The Cockerels of Hernia: A Zombie Parody

Another Reaps007 remix of Depeche Mode

The door of the dumb waiter slides back, and the first thing I see is a pair of yellow eyes and fangs in a furry gray face, bared and ready for action. But it’s only for a split second, because it vanishes into fluffy fragments as Carvery pulls the trigger.

I have to stifle my scream, partly in awareness of the proximity of Carvery’s gun which has just half-deafened me – only half, because he has abruptly pulled my head into his chest and covered my ears with his free hand at the same time.

The smoke clears, and it turns out that what I first thought to be a snarling werewolf, is merely a blue fox-fur. It hangs benignly in front of the opening, between a mink coat, and a snow-white fur, of possible endangered-species origin. Both now rather singed beyond elegantly controversial wearability.

“Who puts a dumb waiter in the back of a cloakroom?” Carvery wonders, as he releases his arm-lock from around my head, his self-control in the face of potential danger astounding. “Or a lady’s closet? Is it for the dry-cleaning?”

“Maybe an escape route for illicit lovers?” I suggest. “Who would otherwise be caught in the act?”

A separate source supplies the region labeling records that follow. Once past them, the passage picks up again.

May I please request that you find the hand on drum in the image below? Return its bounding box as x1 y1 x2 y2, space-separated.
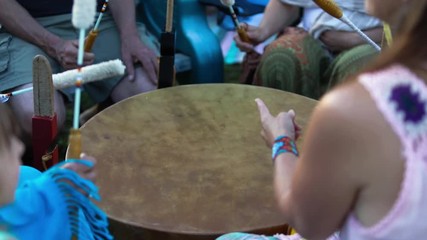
255 98 301 148
234 23 266 52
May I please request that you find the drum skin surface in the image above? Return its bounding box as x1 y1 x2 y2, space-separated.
76 84 317 239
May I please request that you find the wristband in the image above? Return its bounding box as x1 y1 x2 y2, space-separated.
271 135 299 163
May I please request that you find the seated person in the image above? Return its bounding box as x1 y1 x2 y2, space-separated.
218 0 427 240
0 104 112 240
235 0 382 99
0 0 159 144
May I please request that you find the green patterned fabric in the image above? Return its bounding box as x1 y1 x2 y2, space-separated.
256 28 376 99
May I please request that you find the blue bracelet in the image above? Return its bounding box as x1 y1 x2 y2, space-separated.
271 135 299 163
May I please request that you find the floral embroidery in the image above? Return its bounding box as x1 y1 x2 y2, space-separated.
390 84 426 124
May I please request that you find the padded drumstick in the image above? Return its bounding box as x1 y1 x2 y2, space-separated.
0 59 126 103
85 0 108 52
221 0 251 43
313 0 381 51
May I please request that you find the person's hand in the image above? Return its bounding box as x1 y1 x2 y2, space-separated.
62 153 96 182
121 35 159 84
255 98 301 148
319 30 360 53
47 39 95 70
234 23 265 52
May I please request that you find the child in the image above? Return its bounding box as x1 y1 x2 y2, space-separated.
220 0 427 240
0 104 112 240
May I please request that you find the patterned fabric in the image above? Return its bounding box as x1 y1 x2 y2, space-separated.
341 65 427 240
254 28 377 99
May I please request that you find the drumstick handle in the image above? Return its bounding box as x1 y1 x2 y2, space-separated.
67 128 82 159
85 30 98 52
237 26 251 43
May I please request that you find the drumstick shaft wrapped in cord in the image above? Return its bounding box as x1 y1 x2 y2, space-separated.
221 0 251 43
85 0 108 52
313 0 381 51
0 59 126 103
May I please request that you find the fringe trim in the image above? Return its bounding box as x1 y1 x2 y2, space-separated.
46 160 113 239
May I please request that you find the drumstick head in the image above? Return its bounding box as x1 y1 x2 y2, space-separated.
313 0 343 19
221 0 234 7
71 0 96 29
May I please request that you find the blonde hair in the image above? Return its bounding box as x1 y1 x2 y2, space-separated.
0 103 20 151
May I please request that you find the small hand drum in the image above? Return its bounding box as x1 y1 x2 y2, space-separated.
76 84 317 240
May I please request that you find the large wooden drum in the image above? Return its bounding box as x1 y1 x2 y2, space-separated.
77 84 316 240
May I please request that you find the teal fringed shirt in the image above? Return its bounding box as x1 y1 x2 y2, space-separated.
0 160 112 240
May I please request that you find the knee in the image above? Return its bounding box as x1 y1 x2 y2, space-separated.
258 49 302 92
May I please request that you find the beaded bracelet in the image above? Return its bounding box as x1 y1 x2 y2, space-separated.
271 135 299 163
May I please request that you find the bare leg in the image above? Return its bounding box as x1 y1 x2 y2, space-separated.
8 84 66 146
111 66 157 103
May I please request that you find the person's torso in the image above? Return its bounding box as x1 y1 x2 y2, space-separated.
17 0 104 18
340 65 427 240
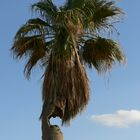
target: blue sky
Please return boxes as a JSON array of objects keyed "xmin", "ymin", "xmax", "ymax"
[{"xmin": 0, "ymin": 0, "xmax": 140, "ymax": 140}]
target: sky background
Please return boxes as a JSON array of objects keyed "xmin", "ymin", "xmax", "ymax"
[{"xmin": 0, "ymin": 0, "xmax": 140, "ymax": 140}]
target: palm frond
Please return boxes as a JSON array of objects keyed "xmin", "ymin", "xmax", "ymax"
[
  {"xmin": 32, "ymin": 0, "xmax": 58, "ymax": 24},
  {"xmin": 82, "ymin": 0, "xmax": 123, "ymax": 31},
  {"xmin": 83, "ymin": 37, "xmax": 125, "ymax": 72},
  {"xmin": 43, "ymin": 47, "xmax": 89, "ymax": 124}
]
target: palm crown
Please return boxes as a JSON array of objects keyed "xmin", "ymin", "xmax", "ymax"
[{"xmin": 12, "ymin": 0, "xmax": 124, "ymax": 123}]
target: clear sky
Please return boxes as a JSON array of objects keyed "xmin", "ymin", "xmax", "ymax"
[{"xmin": 0, "ymin": 0, "xmax": 140, "ymax": 140}]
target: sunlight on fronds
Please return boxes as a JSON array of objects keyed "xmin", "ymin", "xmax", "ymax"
[{"xmin": 83, "ymin": 37, "xmax": 125, "ymax": 72}]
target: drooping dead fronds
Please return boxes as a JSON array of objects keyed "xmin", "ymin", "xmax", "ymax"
[{"xmin": 43, "ymin": 46, "xmax": 89, "ymax": 124}]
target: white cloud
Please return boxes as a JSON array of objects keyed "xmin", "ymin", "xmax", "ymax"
[{"xmin": 91, "ymin": 110, "xmax": 140, "ymax": 128}]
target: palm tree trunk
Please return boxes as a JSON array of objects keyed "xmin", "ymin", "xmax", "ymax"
[{"xmin": 41, "ymin": 103, "xmax": 64, "ymax": 140}]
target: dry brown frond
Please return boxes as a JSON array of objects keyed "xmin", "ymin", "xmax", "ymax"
[{"xmin": 43, "ymin": 46, "xmax": 89, "ymax": 124}]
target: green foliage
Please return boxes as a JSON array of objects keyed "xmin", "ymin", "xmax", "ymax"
[{"xmin": 11, "ymin": 0, "xmax": 124, "ymax": 123}]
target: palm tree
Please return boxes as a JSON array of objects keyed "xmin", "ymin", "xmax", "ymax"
[{"xmin": 11, "ymin": 0, "xmax": 124, "ymax": 140}]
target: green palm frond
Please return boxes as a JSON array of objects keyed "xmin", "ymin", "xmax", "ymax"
[
  {"xmin": 32, "ymin": 0, "xmax": 58, "ymax": 24},
  {"xmin": 82, "ymin": 0, "xmax": 123, "ymax": 30},
  {"xmin": 83, "ymin": 37, "xmax": 125, "ymax": 72},
  {"xmin": 11, "ymin": 0, "xmax": 124, "ymax": 127}
]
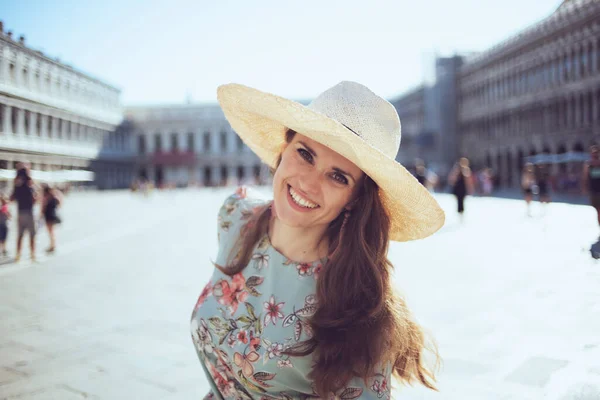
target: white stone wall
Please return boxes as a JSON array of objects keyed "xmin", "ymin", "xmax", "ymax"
[{"xmin": 126, "ymin": 105, "xmax": 268, "ymax": 185}]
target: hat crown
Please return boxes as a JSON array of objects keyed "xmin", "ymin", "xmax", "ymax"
[{"xmin": 308, "ymin": 81, "xmax": 401, "ymax": 159}]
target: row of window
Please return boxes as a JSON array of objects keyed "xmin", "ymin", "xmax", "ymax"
[
  {"xmin": 0, "ymin": 104, "xmax": 104, "ymax": 141},
  {"xmin": 0, "ymin": 57, "xmax": 119, "ymax": 109},
  {"xmin": 462, "ymin": 89, "xmax": 600, "ymax": 139},
  {"xmin": 137, "ymin": 131, "xmax": 244, "ymax": 154},
  {"xmin": 463, "ymin": 38, "xmax": 600, "ymax": 106},
  {"xmin": 0, "ymin": 160, "xmax": 86, "ymax": 171}
]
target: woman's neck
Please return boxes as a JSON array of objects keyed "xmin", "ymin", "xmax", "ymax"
[{"xmin": 269, "ymin": 217, "xmax": 329, "ymax": 263}]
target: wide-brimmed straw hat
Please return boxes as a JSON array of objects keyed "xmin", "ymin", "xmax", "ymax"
[{"xmin": 217, "ymin": 81, "xmax": 444, "ymax": 242}]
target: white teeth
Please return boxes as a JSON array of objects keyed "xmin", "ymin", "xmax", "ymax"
[{"xmin": 290, "ymin": 186, "xmax": 317, "ymax": 208}]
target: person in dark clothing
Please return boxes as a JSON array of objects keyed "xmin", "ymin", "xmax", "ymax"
[
  {"xmin": 0, "ymin": 195, "xmax": 11, "ymax": 257},
  {"xmin": 535, "ymin": 164, "xmax": 550, "ymax": 208},
  {"xmin": 448, "ymin": 157, "xmax": 474, "ymax": 222},
  {"xmin": 582, "ymin": 145, "xmax": 600, "ymax": 231},
  {"xmin": 42, "ymin": 185, "xmax": 62, "ymax": 253},
  {"xmin": 10, "ymin": 166, "xmax": 37, "ymax": 261}
]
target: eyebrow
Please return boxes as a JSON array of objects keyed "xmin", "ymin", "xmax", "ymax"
[{"xmin": 298, "ymin": 140, "xmax": 356, "ymax": 182}]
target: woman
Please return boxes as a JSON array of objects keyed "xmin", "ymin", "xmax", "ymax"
[
  {"xmin": 448, "ymin": 157, "xmax": 474, "ymax": 222},
  {"xmin": 191, "ymin": 82, "xmax": 444, "ymax": 399},
  {"xmin": 42, "ymin": 185, "xmax": 62, "ymax": 253},
  {"xmin": 521, "ymin": 163, "xmax": 536, "ymax": 217}
]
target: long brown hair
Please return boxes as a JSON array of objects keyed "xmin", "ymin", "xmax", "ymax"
[{"xmin": 217, "ymin": 130, "xmax": 439, "ymax": 398}]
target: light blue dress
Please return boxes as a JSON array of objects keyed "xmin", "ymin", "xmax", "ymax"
[{"xmin": 191, "ymin": 192, "xmax": 391, "ymax": 399}]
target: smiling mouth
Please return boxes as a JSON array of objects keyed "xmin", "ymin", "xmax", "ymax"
[{"xmin": 288, "ymin": 185, "xmax": 319, "ymax": 209}]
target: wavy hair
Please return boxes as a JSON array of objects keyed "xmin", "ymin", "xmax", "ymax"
[{"xmin": 217, "ymin": 129, "xmax": 439, "ymax": 398}]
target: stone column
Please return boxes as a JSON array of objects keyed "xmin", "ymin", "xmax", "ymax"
[
  {"xmin": 15, "ymin": 108, "xmax": 25, "ymax": 135},
  {"xmin": 227, "ymin": 165, "xmax": 240, "ymax": 185},
  {"xmin": 210, "ymin": 164, "xmax": 222, "ymax": 185},
  {"xmin": 61, "ymin": 118, "xmax": 69, "ymax": 139},
  {"xmin": 2, "ymin": 104, "xmax": 12, "ymax": 135},
  {"xmin": 589, "ymin": 40, "xmax": 600, "ymax": 75},
  {"xmin": 0, "ymin": 46, "xmax": 8, "ymax": 82},
  {"xmin": 40, "ymin": 114, "xmax": 48, "ymax": 138},
  {"xmin": 49, "ymin": 115, "xmax": 58, "ymax": 139},
  {"xmin": 590, "ymin": 90, "xmax": 600, "ymax": 126},
  {"xmin": 210, "ymin": 130, "xmax": 221, "ymax": 155},
  {"xmin": 29, "ymin": 111, "xmax": 39, "ymax": 136}
]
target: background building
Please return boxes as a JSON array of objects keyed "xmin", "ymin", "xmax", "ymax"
[
  {"xmin": 391, "ymin": 56, "xmax": 462, "ymax": 175},
  {"xmin": 0, "ymin": 22, "xmax": 122, "ymax": 191},
  {"xmin": 457, "ymin": 0, "xmax": 600, "ymax": 187},
  {"xmin": 126, "ymin": 104, "xmax": 269, "ymax": 186},
  {"xmin": 392, "ymin": 0, "xmax": 600, "ymax": 190}
]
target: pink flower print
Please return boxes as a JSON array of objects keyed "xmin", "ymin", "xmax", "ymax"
[
  {"xmin": 277, "ymin": 360, "xmax": 293, "ymax": 368},
  {"xmin": 296, "ymin": 263, "xmax": 312, "ymax": 276},
  {"xmin": 267, "ymin": 343, "xmax": 283, "ymax": 359},
  {"xmin": 227, "ymin": 334, "xmax": 237, "ymax": 349},
  {"xmin": 215, "ymin": 273, "xmax": 248, "ymax": 314},
  {"xmin": 192, "ymin": 319, "xmax": 213, "ymax": 353},
  {"xmin": 237, "ymin": 331, "xmax": 248, "ymax": 344},
  {"xmin": 250, "ymin": 331, "xmax": 260, "ymax": 351},
  {"xmin": 194, "ymin": 282, "xmax": 212, "ymax": 311},
  {"xmin": 264, "ymin": 296, "xmax": 284, "ymax": 326}
]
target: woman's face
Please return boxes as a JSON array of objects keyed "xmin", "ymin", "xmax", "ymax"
[{"xmin": 273, "ymin": 133, "xmax": 364, "ymax": 228}]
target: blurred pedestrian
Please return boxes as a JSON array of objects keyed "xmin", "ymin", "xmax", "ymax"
[
  {"xmin": 481, "ymin": 168, "xmax": 494, "ymax": 196},
  {"xmin": 448, "ymin": 157, "xmax": 474, "ymax": 222},
  {"xmin": 581, "ymin": 145, "xmax": 600, "ymax": 234},
  {"xmin": 42, "ymin": 185, "xmax": 62, "ymax": 253},
  {"xmin": 0, "ymin": 195, "xmax": 11, "ymax": 257},
  {"xmin": 535, "ymin": 164, "xmax": 550, "ymax": 210},
  {"xmin": 521, "ymin": 163, "xmax": 537, "ymax": 217},
  {"xmin": 10, "ymin": 165, "xmax": 37, "ymax": 261},
  {"xmin": 415, "ymin": 159, "xmax": 429, "ymax": 187}
]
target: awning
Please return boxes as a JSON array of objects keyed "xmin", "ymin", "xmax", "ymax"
[{"xmin": 0, "ymin": 169, "xmax": 94, "ymax": 183}]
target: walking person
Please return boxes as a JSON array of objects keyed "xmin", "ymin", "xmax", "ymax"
[
  {"xmin": 581, "ymin": 145, "xmax": 600, "ymax": 236},
  {"xmin": 10, "ymin": 166, "xmax": 37, "ymax": 262},
  {"xmin": 535, "ymin": 164, "xmax": 551, "ymax": 213},
  {"xmin": 521, "ymin": 163, "xmax": 538, "ymax": 217},
  {"xmin": 448, "ymin": 157, "xmax": 474, "ymax": 222},
  {"xmin": 42, "ymin": 185, "xmax": 62, "ymax": 253},
  {"xmin": 191, "ymin": 82, "xmax": 444, "ymax": 399},
  {"xmin": 0, "ymin": 195, "xmax": 12, "ymax": 257}
]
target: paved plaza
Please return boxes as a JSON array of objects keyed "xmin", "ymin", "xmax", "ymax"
[{"xmin": 0, "ymin": 189, "xmax": 600, "ymax": 400}]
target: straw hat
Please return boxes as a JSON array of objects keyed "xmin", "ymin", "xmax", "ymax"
[{"xmin": 217, "ymin": 82, "xmax": 444, "ymax": 242}]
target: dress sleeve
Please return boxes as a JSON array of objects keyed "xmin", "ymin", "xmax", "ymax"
[
  {"xmin": 336, "ymin": 363, "xmax": 392, "ymax": 400},
  {"xmin": 215, "ymin": 188, "xmax": 264, "ymax": 266}
]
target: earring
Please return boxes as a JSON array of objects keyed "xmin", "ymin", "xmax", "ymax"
[{"xmin": 340, "ymin": 210, "xmax": 350, "ymax": 236}]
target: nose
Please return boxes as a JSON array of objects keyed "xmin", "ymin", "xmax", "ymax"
[{"xmin": 298, "ymin": 170, "xmax": 321, "ymax": 195}]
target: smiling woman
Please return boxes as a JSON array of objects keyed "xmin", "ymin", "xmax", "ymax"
[{"xmin": 192, "ymin": 82, "xmax": 444, "ymax": 399}]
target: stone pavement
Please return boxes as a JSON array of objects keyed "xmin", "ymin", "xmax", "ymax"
[{"xmin": 0, "ymin": 189, "xmax": 600, "ymax": 400}]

He gives me a pat on the shoulder. I flinch, automatically, until I realise he’s indicating for me to get off his lap.

“That’s not a bad idea,” he agrees. “Guess you’re not as retarded as you look.”

I elbow my way off him abruptly, and out of the tiny box.

Noooo, my traitorous hormones protest, denied. I try to ignore them, focusing my thoughts of male companionship on the reassuring memory of Mr. Wheelie-Bin again, and his understanding silence at the body farm. My brain can’t handle all these animated men at the moment, walking around and talking of their own free will, with their ulterior motives and psychopathic tendencies.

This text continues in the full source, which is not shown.